In April, EPA Administrator Christie Todd Whitman transferred National Ombudsman Robert Martin to the agency's inspector general's office and began restructuring the ombudsman's role at the agency. EPA officials said the change resulted from recommendations made in a July 2001 General Accounting Office report. But Martin, who filed suit in January to challenge the change, accused agency officials of stripping him of his duties and resigned.

"The function that I fulfilled for nine and a half years as a career civil servant is gone; it's destroyed," Martin said during a hearing of the Senate Environment and Public Works Committee Tuesday. "I was transferred to a nonclassified position and I refused [to go]. To go there would have been a violation of my oath as an ombudsman … and I refused."

Ombudsmen typically deal with a wide range of workplace issues, from answering questions about agency policies to dealing with discrimination charges.

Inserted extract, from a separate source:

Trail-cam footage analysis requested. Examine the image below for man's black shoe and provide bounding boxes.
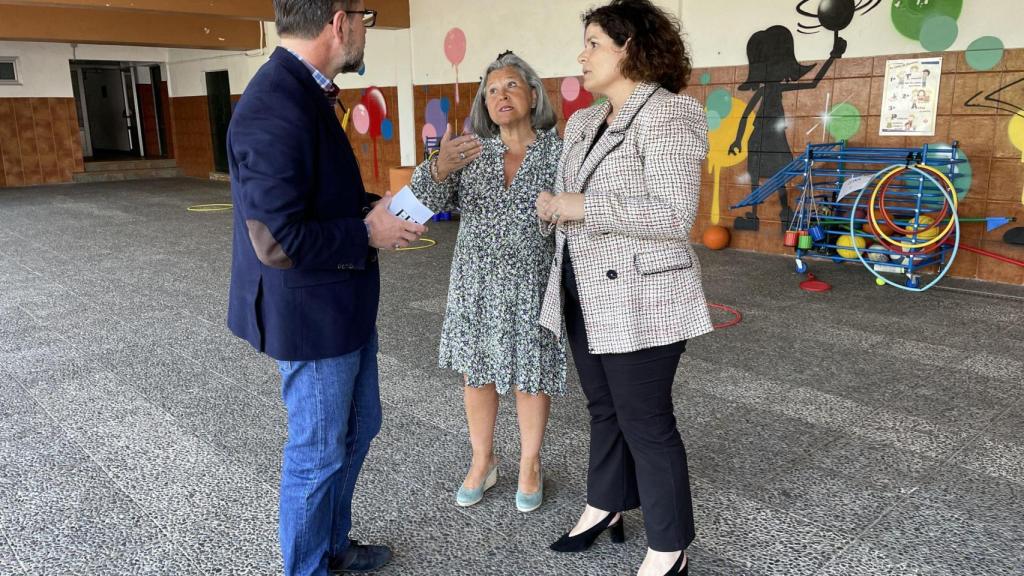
[329,540,393,574]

EPA's action limited the ombudsman's ability to respond to the public, according to Sen. Wayne Allard, R-Colo.

"This office should not have its investigative ability restricted, and its independence should not be compromised," said Allard, who introduced the "Ombudsman Reauthorization Act of 2001" (S.606) in March. The bill reauthorizes appropriations for EPA's ombudsman through fiscal 2010 and makes the office independent.

Before introducing his legislation, Allard asked Whitman to delay the move until Congress reviewed the decision. The senator was concerned the change would remove the ombudsman's independence.

Rep. Jerrold Nadler, D-N.Y., testified that the ombudsman was critical in investigating the EPA's cleanup of debris following the collapse of the World Trade Center.

"Unfortunately, now there is no real ombudsman to keep a watchful eye on the agency," Nadler said. "This is disconcerting because the EPA cleanup is woefully inadequate. The EPA ombudsman is crippled as long as it remains under the control of the inspector general."

EPA decided to shift Martin's duties to the inspector general's office to increase efficiency, said Inspector General Nikki Tinsley. "Given that the ombudsman's role of reviewing agency actions is similar to the work we were created to perform, and because we report to both Congress and the agency, I believe our office was well-suited to assume the investigatory functions of the ombudsman's office," Tinsley said.

Though EPA said GAO's recommendations were the impetus behind the move, an official from GAO questioned the move in his testimony, pointing out that putting the ombudsman in the inspector general's office limits the opportunity for interaction with the public, and removes the ombudsman's ability to hire and fire, control his own budget and select cases to investigate.

"People in the higher administration did not like what he was doing and removed him as retribution for his activities," said Sen. Arlen Specter, R-Penn. "He was, in effect, a hair shirt. I'm going to find a way to fix it, either through the confirmation process or the appropriations process."